Betty lifted her face from Katherine's shoulder and looked at the black darkness that was the road and the river bank, and below it to the pond that glistened here and there where the starlight fell on its cloak of mist.
"Of course," said Katherine after a moment's silence, "we can keep together just as well as not, as far as I am concerned. I only thought that perhaps, since this was your plan and you are so fond of Eleanor--oh well, I just thought you might like to have the fun of rescuing her," finished Katherine desperately.
"Do you mean for me to go ahead and call, and if Eleanor answers not to say anything to her about your having come?"
"Yes."
"Then how would you get home?"
"Oh, walk along behind you, just out of sight."
"Wouldn't you be afraid?"
"Hardly."
"But I should be taking the credit for something I hadn't done."
"And Eleanor would be the happier thereby and none of the rest of the world would be affected either way."
Betty looked at the pond again and then gave Katherine a soft little hug. "Katherine Kittredge, you're an old dear," she said, "and if you really don't mind, I'll go ahead; but if she asks me how I dared to come alone or says anything about how I got here, I shall tell her that you were with me."

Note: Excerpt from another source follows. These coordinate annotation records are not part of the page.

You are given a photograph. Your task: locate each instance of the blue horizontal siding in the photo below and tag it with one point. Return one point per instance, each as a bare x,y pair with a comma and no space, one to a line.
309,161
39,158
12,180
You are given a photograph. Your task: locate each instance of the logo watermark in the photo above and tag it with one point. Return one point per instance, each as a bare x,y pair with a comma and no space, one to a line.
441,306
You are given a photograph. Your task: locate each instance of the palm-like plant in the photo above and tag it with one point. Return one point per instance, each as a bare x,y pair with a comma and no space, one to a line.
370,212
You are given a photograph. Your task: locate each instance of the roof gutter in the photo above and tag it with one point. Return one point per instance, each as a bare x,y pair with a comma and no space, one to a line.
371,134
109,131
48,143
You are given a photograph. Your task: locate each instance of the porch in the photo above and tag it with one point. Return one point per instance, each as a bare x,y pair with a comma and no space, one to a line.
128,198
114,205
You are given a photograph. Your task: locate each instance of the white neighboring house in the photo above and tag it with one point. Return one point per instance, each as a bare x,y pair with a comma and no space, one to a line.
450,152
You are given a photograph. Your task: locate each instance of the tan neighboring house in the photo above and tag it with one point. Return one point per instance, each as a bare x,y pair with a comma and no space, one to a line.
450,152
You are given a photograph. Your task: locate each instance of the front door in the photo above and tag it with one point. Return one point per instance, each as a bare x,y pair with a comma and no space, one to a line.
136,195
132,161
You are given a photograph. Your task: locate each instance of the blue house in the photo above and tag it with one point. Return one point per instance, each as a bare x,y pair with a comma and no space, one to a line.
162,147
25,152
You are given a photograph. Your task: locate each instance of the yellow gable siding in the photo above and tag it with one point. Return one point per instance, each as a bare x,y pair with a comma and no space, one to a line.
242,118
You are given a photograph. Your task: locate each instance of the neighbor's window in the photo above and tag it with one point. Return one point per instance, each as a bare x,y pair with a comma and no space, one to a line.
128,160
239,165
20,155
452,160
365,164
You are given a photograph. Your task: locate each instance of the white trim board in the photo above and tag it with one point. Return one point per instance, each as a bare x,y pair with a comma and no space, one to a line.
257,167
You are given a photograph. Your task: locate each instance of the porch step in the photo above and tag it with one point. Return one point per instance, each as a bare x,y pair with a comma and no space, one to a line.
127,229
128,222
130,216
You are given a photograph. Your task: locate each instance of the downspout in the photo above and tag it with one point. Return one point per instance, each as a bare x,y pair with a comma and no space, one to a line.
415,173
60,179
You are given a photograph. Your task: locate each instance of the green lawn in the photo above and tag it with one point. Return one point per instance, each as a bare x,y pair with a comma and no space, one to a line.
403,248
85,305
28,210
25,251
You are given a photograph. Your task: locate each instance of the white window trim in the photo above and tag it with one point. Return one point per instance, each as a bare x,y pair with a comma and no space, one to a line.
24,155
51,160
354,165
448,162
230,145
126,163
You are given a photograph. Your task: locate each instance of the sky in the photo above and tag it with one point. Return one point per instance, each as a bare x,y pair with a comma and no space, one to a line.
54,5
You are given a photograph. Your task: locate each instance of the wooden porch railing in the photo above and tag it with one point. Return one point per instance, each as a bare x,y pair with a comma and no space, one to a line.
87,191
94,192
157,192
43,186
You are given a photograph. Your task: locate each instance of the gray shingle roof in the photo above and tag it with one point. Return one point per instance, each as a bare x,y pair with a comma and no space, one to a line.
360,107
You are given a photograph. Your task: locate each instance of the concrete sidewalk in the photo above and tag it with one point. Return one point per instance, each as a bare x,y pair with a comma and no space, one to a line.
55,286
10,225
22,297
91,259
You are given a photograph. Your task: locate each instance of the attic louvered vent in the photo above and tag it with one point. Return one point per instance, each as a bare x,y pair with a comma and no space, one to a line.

"All right, but I fancy she won't be thinking about that. The matches are so she can see her way to you. It's awfully hard to follow a sound across the water, but if you light one match after another she can get to you before the supply gives out, if she's anywhere near. Don't light any till she answers. If she doesn't answer, I'll come down to you and we'll walk on up the river a little way and find her there."
"Yes," said Betty. "Where shall you stay?"